With steam engines, we got away with treating a volume of gas as having not only a few parameters that we knew and cared about, like mass, temperature and pressure, but we could further deceive ourselves into thinking that those were the only parameters that existed to describe the system. The only parameters that were knowable. But Boltzmann knew better.

Look at Boltzmann's formula, S = kB log W.

For any single particular system you describe to me, W will be 1, and so S will be 0. So it's only if you describe an ensemble of systems -- that is, if you describe a system vaguely, such that I am left to imagine the details -- that we have nonzero entropy. If you ask me to calculate the entropy of that "system", that macrostate, that ensemble, then sure, I'll end up with nonzero entropy. But if I ask you to keep transmitting more data about the scenario, then with each further description, you'll be narrowing the state space and thereby decreasing the entropy.

Look, since the entropy of a macrostate is nonzero, but the entropy of any single microstate which is consistent with that macrostate is zero, it's clear that entropy is not an intrinsic property of any real system. It's a property of how many other possible non-existent systems could be swapped out for the one in front of you, without you noticing the change.

If I swap out the air in your room for an equal volume of air at equal temperature and pressure, you probably won't notice.

If I swap out the hard drive in your laptop for an equal volume of hard drive at equal temperature and pressure, you probably will!

2 comments

Maybe better to say that the universe does not appear to pick out a single coarse-graining or fine-graining procedure for practically any system.

For instance, following your Boltzmannian example, I think one would notice swapping 1 µm³ of the r/w head and 1 µm³ of the recording surface of a new, freshly powered on HDD more than one would notice substituting the entire HDD for a new one of the same model and turning that on. And here I am already using units of length (cf. "equal volume"), and we know neither units nor lengths are generally picked out by the universe.
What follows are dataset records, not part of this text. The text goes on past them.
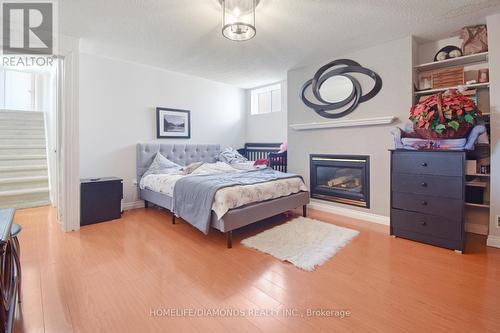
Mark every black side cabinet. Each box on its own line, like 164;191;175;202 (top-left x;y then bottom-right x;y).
391;150;465;251
80;177;123;225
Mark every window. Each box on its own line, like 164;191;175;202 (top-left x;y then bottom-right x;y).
251;83;281;114
0;69;36;111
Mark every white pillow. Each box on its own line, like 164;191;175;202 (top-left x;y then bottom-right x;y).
143;153;182;177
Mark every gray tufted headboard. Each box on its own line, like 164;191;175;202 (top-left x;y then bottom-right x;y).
137;142;220;181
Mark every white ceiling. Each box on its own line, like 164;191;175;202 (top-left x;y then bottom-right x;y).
59;0;500;88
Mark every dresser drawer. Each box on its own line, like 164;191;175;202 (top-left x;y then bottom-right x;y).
392;173;464;199
391;209;462;240
392;192;463;221
392;151;465;177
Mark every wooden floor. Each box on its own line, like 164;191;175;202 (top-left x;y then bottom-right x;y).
10;207;500;333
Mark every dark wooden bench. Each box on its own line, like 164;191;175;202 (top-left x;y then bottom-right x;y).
238;143;287;172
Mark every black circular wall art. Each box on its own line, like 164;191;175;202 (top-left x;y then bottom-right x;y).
300;59;382;119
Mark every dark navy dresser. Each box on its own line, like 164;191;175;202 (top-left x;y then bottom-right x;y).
391;150;466;251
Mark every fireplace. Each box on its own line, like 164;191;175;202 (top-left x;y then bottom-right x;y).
310;155;370;208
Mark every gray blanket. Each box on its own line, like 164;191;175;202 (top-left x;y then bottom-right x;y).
172;168;300;234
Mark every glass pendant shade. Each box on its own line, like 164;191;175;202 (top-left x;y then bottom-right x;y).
221;0;258;41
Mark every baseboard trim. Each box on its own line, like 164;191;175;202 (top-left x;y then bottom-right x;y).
122;200;144;210
308;201;390;225
486;235;500;248
465;223;489;236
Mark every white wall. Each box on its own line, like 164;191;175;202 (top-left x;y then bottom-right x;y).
287;37;412;216
487;14;500;247
246;81;287;143
80;53;245;203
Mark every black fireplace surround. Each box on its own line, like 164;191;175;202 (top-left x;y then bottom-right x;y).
309;154;370;208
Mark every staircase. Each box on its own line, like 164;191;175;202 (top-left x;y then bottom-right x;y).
0;110;50;208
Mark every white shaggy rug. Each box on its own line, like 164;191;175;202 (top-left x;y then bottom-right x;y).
241;217;359;271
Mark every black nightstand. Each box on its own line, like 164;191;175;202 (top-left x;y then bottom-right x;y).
80;177;123;225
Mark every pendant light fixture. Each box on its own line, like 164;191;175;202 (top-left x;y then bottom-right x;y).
219;0;260;41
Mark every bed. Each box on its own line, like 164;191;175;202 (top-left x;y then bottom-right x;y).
137;143;309;248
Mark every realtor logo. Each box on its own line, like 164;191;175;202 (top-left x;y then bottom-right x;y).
2;2;54;55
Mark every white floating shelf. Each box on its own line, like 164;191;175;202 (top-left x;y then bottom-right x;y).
290;116;398;131
415;82;490;96
413;52;488;72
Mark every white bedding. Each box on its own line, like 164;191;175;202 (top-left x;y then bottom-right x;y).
140;162;307;219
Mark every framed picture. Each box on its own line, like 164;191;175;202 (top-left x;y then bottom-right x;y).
156;108;191;139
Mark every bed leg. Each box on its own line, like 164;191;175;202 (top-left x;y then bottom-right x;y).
226;231;233;249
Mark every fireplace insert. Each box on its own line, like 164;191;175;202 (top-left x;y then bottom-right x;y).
310;155;370;208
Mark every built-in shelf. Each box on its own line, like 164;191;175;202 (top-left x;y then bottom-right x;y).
413;52;488;72
466;173;490;177
415;82;490;96
465;202;490;208
290;116;398;131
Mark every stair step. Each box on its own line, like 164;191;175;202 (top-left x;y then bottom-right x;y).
0;164;47;172
0;198;50;209
0;123;45;134
0;176;49;184
0;176;49;191
0;187;50;208
0;137;45;146
0;155;47;167
0;187;49;198
0;119;45;128
0;127;45;137
0;112;45;122
0;110;44;117
0;176;49;191
0;145;47;155
0;154;47;161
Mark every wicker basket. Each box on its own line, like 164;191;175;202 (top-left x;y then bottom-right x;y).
413;94;474;140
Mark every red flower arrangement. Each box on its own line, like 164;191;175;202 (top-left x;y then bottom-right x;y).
410;90;481;139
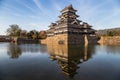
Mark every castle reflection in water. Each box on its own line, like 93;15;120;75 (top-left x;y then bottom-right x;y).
47;44;95;77
7;44;95;77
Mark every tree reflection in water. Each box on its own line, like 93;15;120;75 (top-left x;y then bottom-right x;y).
7;43;22;59
47;44;95;77
7;43;47;59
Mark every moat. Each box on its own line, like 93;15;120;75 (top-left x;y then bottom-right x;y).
0;43;120;80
Very few people know this but.

Information entropy and statistical mechanical entropy are two different things.

They share the same equation and the same name but they are two unrelated concepts. You have conflated the two. The person you are responding to is referring to statistical entropy.

Basically in this entire thread nobody, including you, is fully grasping the situation.

They are not at all unrelated. It is not easy to grasp, so I understand the confusion. https://en.m.wikipedia.org/wiki/Landauer%27s_principle

Fun rabbit hole would start with classic paper by jaynes

Many more recent examples relating bit erasure costs of computation. Some names to look up if interested include charlie Bennet,Dave wolpert, James crutchfield, Susanne still, for starters.

Edit -- a collection of ideas related to this problem and mixing in "complexity" can be found in SFI proceedings called "Complexity, entropy, and the physics of information"

I respectfully disagree. Perhaps you'd like to present more than a mere assertion to make your case. I did.

If it helps, here's a paper that explains my stance in more detail. https://bayes.wustl.edu/etj/articles/theory.1.pdf

If you think there is no relation between the different things called entropy apart from the name maybe you're not fully grasping the situation either.